Image: Koninklijke Landmacht
Image: Koninklijke Landmacht

The quick reaction component of the Netherlands’ military was ready to secure the MH17 crash site at the time. However, the Dutch authorities resigned from carrying out a risky operation in the area controlled by the pro-Russian separatists.

“De Telegraaf” has published an article by Olof Van Joolen, according to which the Royal Netherlands Military was ready to secure the Malaysian Boeing 777 (MH17) crash site by force.

Let us recall - this airliner was shot down with a Buk system missile on 17th July 2014. The missile was of Russian origin as the investigation has shown later on.

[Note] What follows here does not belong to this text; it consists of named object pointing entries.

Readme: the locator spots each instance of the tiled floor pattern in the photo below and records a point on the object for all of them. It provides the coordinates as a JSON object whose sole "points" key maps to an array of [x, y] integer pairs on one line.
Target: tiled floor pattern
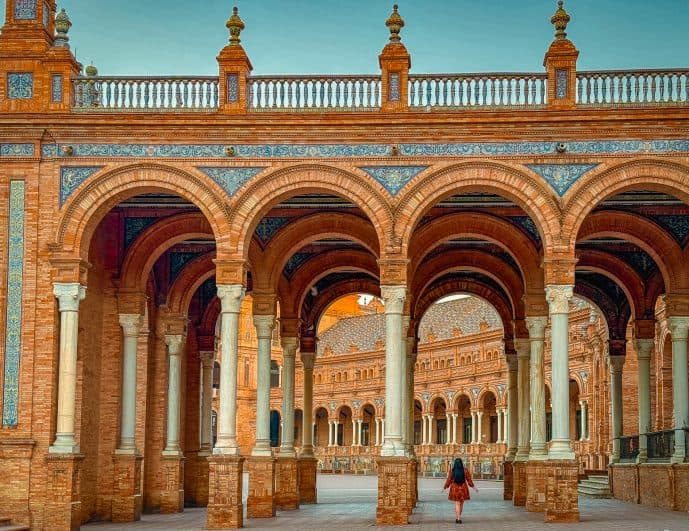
{"points": [[349, 503]]}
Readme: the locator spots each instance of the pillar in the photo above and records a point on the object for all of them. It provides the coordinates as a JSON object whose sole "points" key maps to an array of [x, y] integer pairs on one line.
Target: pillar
{"points": [[616, 364], [230, 296], [172, 495], [395, 361], [644, 348], [679, 328], [225, 466], [68, 295], [558, 297]]}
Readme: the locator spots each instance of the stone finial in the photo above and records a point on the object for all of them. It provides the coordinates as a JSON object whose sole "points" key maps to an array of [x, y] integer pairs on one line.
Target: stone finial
{"points": [[235, 25], [62, 25], [560, 20], [395, 23]]}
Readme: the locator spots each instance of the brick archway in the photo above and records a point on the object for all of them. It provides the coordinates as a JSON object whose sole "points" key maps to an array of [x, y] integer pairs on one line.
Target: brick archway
{"points": [[419, 196], [93, 199], [255, 199], [647, 174]]}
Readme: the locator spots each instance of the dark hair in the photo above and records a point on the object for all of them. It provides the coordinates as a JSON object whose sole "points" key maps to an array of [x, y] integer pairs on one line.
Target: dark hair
{"points": [[458, 471]]}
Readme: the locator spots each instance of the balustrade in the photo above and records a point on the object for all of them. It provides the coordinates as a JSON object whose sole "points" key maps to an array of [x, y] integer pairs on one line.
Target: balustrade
{"points": [[477, 90], [643, 87]]}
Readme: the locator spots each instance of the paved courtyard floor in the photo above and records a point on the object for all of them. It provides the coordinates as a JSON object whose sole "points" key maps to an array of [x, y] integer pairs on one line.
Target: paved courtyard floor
{"points": [[349, 503]]}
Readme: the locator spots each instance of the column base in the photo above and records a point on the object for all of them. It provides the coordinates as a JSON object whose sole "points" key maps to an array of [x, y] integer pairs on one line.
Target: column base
{"points": [[261, 500], [562, 497], [225, 478], [508, 480], [536, 479], [519, 483], [307, 480], [127, 501], [172, 495], [63, 492], [393, 486], [286, 484]]}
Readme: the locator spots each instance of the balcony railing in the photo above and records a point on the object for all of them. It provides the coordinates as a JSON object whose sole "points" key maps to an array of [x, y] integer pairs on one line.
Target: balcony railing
{"points": [[146, 93], [357, 93], [661, 444], [477, 90], [644, 87], [629, 448]]}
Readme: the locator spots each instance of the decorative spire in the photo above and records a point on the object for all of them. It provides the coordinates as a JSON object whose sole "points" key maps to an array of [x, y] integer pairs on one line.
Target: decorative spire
{"points": [[62, 25], [395, 23], [235, 25], [560, 20]]}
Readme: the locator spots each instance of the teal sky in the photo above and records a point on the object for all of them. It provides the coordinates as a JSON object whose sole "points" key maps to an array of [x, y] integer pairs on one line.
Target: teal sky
{"points": [[174, 37]]}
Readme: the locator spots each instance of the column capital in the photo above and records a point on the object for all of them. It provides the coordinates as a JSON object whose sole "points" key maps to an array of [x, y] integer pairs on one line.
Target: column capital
{"points": [[131, 324], [644, 348], [289, 346], [558, 296], [231, 296], [207, 358], [174, 344], [264, 326], [616, 363], [679, 326], [393, 298], [536, 327], [69, 294], [307, 359]]}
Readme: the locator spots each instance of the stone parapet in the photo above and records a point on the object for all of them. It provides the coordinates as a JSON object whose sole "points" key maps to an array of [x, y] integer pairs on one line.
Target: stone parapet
{"points": [[261, 500], [225, 482], [127, 501]]}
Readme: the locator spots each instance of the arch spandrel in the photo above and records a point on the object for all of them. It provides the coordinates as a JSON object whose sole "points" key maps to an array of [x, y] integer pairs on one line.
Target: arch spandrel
{"points": [[93, 199], [592, 189], [267, 190], [534, 196]]}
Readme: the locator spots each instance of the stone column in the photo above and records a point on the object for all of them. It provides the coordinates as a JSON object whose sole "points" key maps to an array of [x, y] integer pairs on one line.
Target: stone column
{"points": [[206, 439], [616, 364], [395, 360], [536, 327], [230, 296], [679, 328], [172, 495], [558, 297], [68, 295], [264, 333], [644, 348]]}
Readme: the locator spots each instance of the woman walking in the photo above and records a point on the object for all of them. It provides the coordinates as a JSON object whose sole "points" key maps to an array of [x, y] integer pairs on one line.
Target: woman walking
{"points": [[459, 481]]}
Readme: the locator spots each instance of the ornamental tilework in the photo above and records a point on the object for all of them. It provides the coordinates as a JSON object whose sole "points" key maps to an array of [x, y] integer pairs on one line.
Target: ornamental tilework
{"points": [[393, 178], [231, 179], [13, 319], [19, 85], [71, 177], [25, 9], [304, 151], [56, 88], [16, 150], [561, 176]]}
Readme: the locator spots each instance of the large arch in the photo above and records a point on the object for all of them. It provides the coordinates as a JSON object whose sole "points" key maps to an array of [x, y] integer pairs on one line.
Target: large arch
{"points": [[84, 210], [645, 174], [417, 197], [254, 200]]}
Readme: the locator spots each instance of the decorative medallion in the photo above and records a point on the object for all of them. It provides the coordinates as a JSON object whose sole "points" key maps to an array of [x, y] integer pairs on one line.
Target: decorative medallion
{"points": [[230, 179], [13, 315], [19, 85], [393, 178], [561, 176], [72, 176]]}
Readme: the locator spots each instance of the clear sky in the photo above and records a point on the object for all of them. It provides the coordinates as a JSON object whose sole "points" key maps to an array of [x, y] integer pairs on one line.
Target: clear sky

The Buk SAM system was located within the area occupied by the Russian separatists at the time of the event.

Most of the victims were Dutch. Thus, the authorities in Hague were considering different options when it comes to securing the crash site. This was also motivated by the fact that numerous reports emerged showing acts of stealing, around the wreckage. During the first days after the tragedy, the M. Rutte’s (Dutch PM) government was facing a lot of criticism.

However, “De Telegraaf’s” article shows that the Dutch military was ready to implement a plan assuming that Dutch military units would be deployed to secure the crash site controlled by the pro-Russian separatists at the time. 20th July 2014 was to bear a key meaning when a meeting was organized at the top of the Command Chain of the Dutch Armed Forces. General Tom Middendorp, Chief of Staff at the time, reportedly asked for an analysis of potential action, assuming that even the most radical military means could be employed by the Dutch. General Mart de Kruif began consulting the matter with the 11th Air Mobile Brigade (Luchtmobiele Brigade) and its command staff at Schaarsbergen.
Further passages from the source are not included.